Threat or Opportunity?
Studies in International Investment series
Edited by Karl P. Sauvant
Chapter 2: The Rise of TNCs from Emerging Markets: The Global Context
Jeﬀrey D. Sachs I would like to frame a few of the broader global conditions in which this topic will proceed in substance for some time to come. I want to give a kind of macroeconomic overview, and a very brief one indeed, rather than a microeconomic assessment of the particular issues of outward foreign direct investment (FDI) from emerging markets. There is little doubt that, barring a catastrophe, we are living in an age that will be marked by the biggest economic change in the history of recent centuries. It will have, in its geopolitical impact, a role comparable to that of the Industrial Revolution, which is one of the great ruptures of history.
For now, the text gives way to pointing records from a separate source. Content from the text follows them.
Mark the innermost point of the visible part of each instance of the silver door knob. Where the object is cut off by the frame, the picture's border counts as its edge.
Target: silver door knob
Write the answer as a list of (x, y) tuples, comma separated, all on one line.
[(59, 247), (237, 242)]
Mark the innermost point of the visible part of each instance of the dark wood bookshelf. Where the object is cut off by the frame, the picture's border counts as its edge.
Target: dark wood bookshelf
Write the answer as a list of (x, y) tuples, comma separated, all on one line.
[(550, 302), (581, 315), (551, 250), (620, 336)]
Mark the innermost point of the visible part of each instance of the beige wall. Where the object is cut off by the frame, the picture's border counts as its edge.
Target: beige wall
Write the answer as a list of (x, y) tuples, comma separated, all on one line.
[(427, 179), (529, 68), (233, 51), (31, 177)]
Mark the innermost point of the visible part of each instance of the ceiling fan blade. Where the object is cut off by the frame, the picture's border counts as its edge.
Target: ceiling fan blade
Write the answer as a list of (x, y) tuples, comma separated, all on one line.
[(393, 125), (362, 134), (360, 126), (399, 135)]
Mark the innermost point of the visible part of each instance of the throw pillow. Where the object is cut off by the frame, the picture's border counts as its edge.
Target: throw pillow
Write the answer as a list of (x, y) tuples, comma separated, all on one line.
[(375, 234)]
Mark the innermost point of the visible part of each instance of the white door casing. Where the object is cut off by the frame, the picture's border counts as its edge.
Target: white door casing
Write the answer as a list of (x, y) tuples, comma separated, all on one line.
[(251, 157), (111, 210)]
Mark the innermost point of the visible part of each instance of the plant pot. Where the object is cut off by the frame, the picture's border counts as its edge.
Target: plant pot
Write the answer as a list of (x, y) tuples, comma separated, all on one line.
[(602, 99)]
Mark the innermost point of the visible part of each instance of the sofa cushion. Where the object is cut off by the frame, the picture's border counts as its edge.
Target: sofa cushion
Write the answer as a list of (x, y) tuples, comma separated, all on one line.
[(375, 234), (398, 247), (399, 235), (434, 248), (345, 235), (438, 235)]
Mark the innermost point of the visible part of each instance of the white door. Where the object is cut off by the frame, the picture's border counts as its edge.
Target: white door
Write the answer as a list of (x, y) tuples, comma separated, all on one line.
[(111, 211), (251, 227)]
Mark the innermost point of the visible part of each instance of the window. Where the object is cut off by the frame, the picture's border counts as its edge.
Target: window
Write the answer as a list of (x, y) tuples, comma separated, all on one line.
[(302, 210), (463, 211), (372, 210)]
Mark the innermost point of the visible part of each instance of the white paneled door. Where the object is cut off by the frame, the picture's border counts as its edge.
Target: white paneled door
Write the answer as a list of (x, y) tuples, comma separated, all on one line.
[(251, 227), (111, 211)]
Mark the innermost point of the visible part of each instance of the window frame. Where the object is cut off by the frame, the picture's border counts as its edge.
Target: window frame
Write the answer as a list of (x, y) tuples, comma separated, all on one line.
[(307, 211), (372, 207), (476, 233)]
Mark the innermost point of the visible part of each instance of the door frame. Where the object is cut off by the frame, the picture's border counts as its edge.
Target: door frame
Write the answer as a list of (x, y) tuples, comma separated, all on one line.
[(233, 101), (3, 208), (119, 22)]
We are now living in the age of convergence of economic performance, after several centuries of divergence. Since around 1500, the North Atlantic economies – for a lot of very complicated economic, political and military reasons – rose in dominance over the course of 450 years, so that, by the middle of the twentieth century, the shared dominance of the United States and Europe completely deﬁned the global economic reality. Of course, the Cold War was the dominant survival issue for the world, but the dominant economic issue was the unprecedented concentration of economic power in the North Atlantic economies, and all that it meant for society, technology, culture and so on. The rise of the North Atlantic countries was a long process. It was most fundamentally made powerful by the discovery of trade routes...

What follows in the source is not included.